Paolo Virzì from Livorno, a Roman by adoption, presents his latest film, Drought. A choral film, a collective portrait, that touches us closely revealing a dramatic reality.
The film opens with a Rome where it hasn’t rained for three years, dry, which forces the characters to go desperate in search of a drop of water, defying social rules. A city that induces the authorities to close the taps and ration the water supplies. It is forbidden to buy more than one pack of water at the supermarket and those who decide to wash their car risk stopping. Cockroaches are everywhere, on every corner of the street and because the Tiber river is dry, they approach and enter the apartments looking for water, thus becoming the first tenants inside the houses. Is such a utopian science fiction plot or a possible future reality?
"The first lines of the script were written while we were at home blocked by the lockdown imposed for the pandemic. With the other writers, we wondered about the meaning of our job, so interested in telling what was happening, also in environmental terms, through a metaphorical vision that had been reformulated by Covid. We came up with a vision that could look dystopian and instead we realized, with embarrassment, that we were representing current events" explains Virzì in the meeting.
"This film is the result of collective personal suffering, in fact, in the plot humanity is warned by collectivism. The protagonists represent "the excluded and the disadvantaged" of society, the combination within their lives is often: cruelty and tenderness. It is a film that outlines a great epidemic of narcissism and distrust of others, which is the biggest wound for all of us after the lockdown" adds the director.
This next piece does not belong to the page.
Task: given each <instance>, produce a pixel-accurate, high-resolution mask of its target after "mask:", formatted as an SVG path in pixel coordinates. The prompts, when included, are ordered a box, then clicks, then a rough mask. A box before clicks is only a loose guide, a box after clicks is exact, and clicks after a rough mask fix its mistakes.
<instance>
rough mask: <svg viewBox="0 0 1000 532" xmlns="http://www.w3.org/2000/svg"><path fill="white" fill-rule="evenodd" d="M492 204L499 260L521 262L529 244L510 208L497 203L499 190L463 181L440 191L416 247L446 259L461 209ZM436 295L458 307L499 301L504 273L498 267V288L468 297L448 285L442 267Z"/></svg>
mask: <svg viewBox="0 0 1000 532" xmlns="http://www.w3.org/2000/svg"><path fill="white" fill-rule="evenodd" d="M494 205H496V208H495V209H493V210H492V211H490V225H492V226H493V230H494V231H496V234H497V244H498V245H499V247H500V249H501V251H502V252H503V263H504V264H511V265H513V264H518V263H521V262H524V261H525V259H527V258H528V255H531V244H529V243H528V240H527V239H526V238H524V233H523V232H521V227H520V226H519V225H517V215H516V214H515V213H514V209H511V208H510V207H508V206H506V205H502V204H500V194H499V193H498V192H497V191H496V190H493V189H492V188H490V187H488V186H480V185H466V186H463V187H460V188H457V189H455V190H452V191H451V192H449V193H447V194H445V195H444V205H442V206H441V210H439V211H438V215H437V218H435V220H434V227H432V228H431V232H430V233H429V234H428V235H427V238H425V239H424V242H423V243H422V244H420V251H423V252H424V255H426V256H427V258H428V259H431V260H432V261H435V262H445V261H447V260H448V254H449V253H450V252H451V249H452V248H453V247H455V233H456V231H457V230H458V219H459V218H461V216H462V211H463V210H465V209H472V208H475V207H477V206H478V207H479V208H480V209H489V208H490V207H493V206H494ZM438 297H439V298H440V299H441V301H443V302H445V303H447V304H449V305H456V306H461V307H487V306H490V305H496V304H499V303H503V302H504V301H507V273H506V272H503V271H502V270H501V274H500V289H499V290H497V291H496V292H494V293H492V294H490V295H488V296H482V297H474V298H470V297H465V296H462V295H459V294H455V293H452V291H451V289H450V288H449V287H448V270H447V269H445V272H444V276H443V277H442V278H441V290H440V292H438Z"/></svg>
The psychological theme is recurrent in the films of Paolo Virzì -in addition to being a great scholar and passionate about the topic- in Drought is embellished by a cast worthy of note. A summary of two years of confinement, the new film tries to measure the psychic health of Italians and the life that has made us shipwrecked, each stranded in his head and in his delirium. To close the ranks, Virzì calls Claudia Pandolfi and Valerio Mastandrea, veterans of social comedy and lysergic incarnations of a malaise that insinuates the film as a virus. Behind them and the spontaneous humor of Orlando and Mastandrea, which helps to relax the atmosphere, live compelling characters and other terrible victims of their ambition and their ignorance.
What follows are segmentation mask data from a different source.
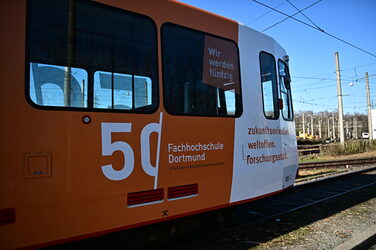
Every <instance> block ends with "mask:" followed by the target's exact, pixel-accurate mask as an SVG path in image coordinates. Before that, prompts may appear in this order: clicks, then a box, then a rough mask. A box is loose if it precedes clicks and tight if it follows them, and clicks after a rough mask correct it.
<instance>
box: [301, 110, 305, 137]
mask: <svg viewBox="0 0 376 250" xmlns="http://www.w3.org/2000/svg"><path fill="white" fill-rule="evenodd" d="M302 118H303V136H304V137H305V119H304V112H303V114H302Z"/></svg>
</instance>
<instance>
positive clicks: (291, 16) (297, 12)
mask: <svg viewBox="0 0 376 250" xmlns="http://www.w3.org/2000/svg"><path fill="white" fill-rule="evenodd" d="M253 1H255V0H253ZM321 1H322V0H318V1H316V2H314V3H313V4H311V5H309V6H307V7H305V8H304V9H302V10H299V11H298V12H296V13H294V14H292V15H291V16H290V15H287V17H286V18H285V19H282V20H280V21H279V22H277V23H275V24H273V25H271V26H269V27H267V28H266V29H264V30H262V32H265V31H267V30H268V29H271V28H273V27H274V26H276V25H278V24H280V23H283V22H284V21H286V20H287V19H289V18H293V19H295V18H294V16H296V15H297V14H299V13H301V12H302V11H304V10H306V9H308V8H311V7H312V6H314V5H316V4H317V3H319V2H321ZM255 2H257V1H255ZM257 3H259V2H257ZM260 4H261V3H260ZM272 10H276V8H273V9H272ZM297 20H299V19H297Z"/></svg>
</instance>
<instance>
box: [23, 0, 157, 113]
mask: <svg viewBox="0 0 376 250" xmlns="http://www.w3.org/2000/svg"><path fill="white" fill-rule="evenodd" d="M28 9H29V10H28V11H29V13H28V17H29V19H28V32H27V38H28V39H27V43H28V45H27V47H28V51H27V60H28V62H29V81H28V82H27V84H28V89H29V90H30V91H29V97H30V100H31V101H32V102H34V103H35V104H37V105H40V106H48V107H67V108H88V109H95V110H104V109H108V110H113V111H115V110H118V111H128V112H132V111H134V112H146V113H150V112H154V111H155V110H156V109H157V105H158V103H157V102H158V94H157V86H158V82H157V81H158V77H157V40H156V37H157V30H156V26H155V24H154V22H153V21H152V20H151V19H149V18H148V17H145V16H142V15H138V14H135V13H131V12H128V11H124V10H120V9H115V8H112V7H109V6H104V5H102V4H98V3H94V2H91V1H81V0H76V1H69V0H55V1H50V0H29V8H28ZM69 13H73V14H69ZM56 65H60V66H56ZM58 71H59V72H58ZM68 71H70V73H69V72H68ZM64 72H68V73H64ZM49 75H53V80H51V81H53V82H52V83H51V82H49V81H50V80H48V79H46V78H48V77H49ZM68 75H71V77H67V76H68ZM67 79H68V80H71V83H68V84H67ZM46 81H47V82H46ZM68 82H69V81H68ZM51 84H52V85H51ZM69 85H70V88H69ZM40 86H41V87H40ZM47 87H48V88H47ZM44 89H46V90H44ZM47 89H48V90H47ZM55 97H56V98H55Z"/></svg>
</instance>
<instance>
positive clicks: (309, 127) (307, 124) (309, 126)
mask: <svg viewBox="0 0 376 250" xmlns="http://www.w3.org/2000/svg"><path fill="white" fill-rule="evenodd" d="M307 132H308V135H310V134H311V130H310V126H309V122H307Z"/></svg>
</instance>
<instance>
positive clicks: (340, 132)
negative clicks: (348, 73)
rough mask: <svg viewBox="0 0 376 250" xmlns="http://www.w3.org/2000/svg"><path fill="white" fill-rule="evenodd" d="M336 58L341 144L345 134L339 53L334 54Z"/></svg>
mask: <svg viewBox="0 0 376 250" xmlns="http://www.w3.org/2000/svg"><path fill="white" fill-rule="evenodd" d="M334 55H335V59H336V76H337V96H338V123H339V140H340V142H341V144H342V145H343V144H345V135H344V129H343V101H342V89H341V74H340V68H339V55H338V52H336V53H335V54H334Z"/></svg>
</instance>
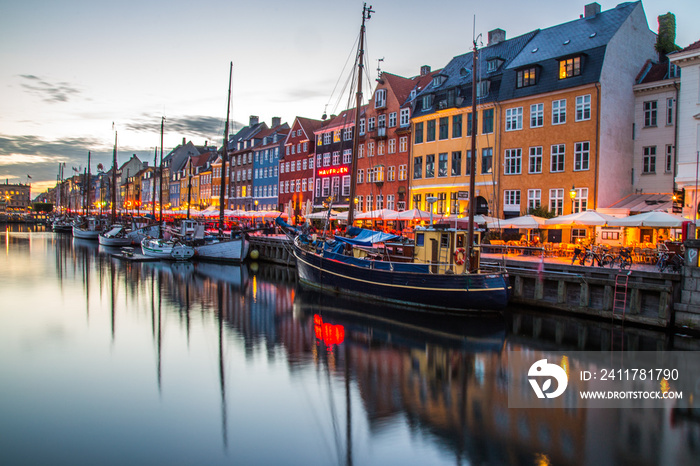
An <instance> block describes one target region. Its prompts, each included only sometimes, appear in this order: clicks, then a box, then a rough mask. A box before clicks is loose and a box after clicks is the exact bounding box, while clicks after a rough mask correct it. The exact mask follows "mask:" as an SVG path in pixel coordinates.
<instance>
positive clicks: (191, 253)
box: [141, 238, 194, 260]
mask: <svg viewBox="0 0 700 466" xmlns="http://www.w3.org/2000/svg"><path fill="white" fill-rule="evenodd" d="M141 250H142V251H143V255H144V256H148V257H155V258H158V259H167V260H189V259H191V258H192V256H194V248H192V247H191V246H187V245H185V244H182V243H180V242H176V241H168V240H164V239H160V238H145V239H144V240H143V241H141Z"/></svg>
The film is a real climax ascending, a focus more and more on the condition of each character, getting to the heart of the personal story of each of them. Through the metaphor and the allegory of drought, the viewer awaits the final cathartic moment par excellence, namely the rain. A rain that bathes, purifies, and lifts the heart of those who live in first person the events of the interpreters. On the notes of "Mi sei scoppiato dentro al cuore" (You burst into my heart) by Mina, Virzì leaves us a great point of reflection, about our near future, emphasizing an extremely current topic in our lives.